The Role of Statistical Models in Data Analysis

This first week introduces you to statistics as the art and science of learning from data. You will learn how to recognise the difference between data and information and realise the need for statistical models to gain objective and reliable inferences. You will consider examples of datasets and reflect on suitable research questions that can be posed and answered using these data. You will see the importance of 'unbiased' data collection and learn about randomisation as a tool to achieve this. Various examples of data misrepresentation, misconception or incompleteness will help you develop statistical intuition and good practice skills. In the activities section, you are introduced to the peer review tool, which is a useful way for you to improve your statistical data analysis skills.

The Basics of Exploratory Data Analysis

Week 2 gives you the opportunity to learn and practise your R skills in exploratory data analysis by producing numerical and graphical summaries of a variety of datasets. You learn to distinguish between different types of data (categorical vs numerical) and to use appropriate numerical and graphical summaries. You also gain experience in distinguishing between 'normal' and skewed data using box plots and histograms. This week offers a substantive task in RStudio to complete.

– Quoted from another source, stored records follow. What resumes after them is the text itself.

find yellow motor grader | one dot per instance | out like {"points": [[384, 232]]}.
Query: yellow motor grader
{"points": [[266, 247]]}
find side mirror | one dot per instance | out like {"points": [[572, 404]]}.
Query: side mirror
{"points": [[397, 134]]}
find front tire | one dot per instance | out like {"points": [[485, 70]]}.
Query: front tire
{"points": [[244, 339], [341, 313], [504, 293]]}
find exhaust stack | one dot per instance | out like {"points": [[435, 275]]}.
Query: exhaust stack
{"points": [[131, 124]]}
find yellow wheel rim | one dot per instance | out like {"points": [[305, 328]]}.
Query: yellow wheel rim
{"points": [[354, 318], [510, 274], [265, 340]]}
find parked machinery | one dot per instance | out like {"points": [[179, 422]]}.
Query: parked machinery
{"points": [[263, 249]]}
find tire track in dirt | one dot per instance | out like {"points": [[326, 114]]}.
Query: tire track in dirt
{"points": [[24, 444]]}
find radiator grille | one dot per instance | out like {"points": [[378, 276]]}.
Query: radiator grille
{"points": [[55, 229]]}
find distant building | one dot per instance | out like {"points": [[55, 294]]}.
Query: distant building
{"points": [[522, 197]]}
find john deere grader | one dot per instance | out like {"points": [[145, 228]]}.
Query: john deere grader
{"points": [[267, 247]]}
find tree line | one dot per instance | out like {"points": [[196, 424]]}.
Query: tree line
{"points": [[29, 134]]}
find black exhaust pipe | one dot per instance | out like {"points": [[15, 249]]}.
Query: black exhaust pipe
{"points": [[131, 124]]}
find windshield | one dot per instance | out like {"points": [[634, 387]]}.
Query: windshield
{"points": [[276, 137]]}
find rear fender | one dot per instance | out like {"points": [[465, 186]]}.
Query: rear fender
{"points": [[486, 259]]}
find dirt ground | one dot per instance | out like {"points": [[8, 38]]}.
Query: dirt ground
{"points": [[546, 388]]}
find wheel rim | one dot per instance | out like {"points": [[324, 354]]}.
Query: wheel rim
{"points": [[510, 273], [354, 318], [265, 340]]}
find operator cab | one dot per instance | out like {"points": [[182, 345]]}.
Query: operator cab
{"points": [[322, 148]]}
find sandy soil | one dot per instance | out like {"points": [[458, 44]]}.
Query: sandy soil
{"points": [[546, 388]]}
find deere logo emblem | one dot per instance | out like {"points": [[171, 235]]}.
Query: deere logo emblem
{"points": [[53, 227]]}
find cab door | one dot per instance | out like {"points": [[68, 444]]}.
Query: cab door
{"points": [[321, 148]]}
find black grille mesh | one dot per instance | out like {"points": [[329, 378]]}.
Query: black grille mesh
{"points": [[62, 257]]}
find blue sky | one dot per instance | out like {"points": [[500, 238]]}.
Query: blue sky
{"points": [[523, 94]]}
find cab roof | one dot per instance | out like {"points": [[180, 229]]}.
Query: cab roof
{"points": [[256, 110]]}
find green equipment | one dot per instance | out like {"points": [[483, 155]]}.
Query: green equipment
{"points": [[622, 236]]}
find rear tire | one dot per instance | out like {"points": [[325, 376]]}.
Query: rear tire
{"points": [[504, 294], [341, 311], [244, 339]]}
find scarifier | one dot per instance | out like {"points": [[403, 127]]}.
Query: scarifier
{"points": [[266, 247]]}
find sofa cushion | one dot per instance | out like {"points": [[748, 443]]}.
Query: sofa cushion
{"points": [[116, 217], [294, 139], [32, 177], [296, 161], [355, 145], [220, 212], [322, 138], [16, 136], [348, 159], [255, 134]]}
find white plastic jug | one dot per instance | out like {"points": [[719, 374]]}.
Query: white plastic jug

Explore and Reflect: Random Experiments and Computer Simulations

This final week gives you the opportunity to explore a remarkable stability of frequencies as an experimental support of the concept of probability. You apply your R skills and conduct computer simulations of repeated random trials (e.g. tossing a coin or rolling a dice). Based on these observations, you develop an intuitive concept of probability (frequentist and subjective). You share your findings on a discussion board or 'forum' to discuss long-term experiments as a way to 'measure' probability of various events of interest (e.g. long runs of 6 in dice rolls, or tied birthdays in a class of students).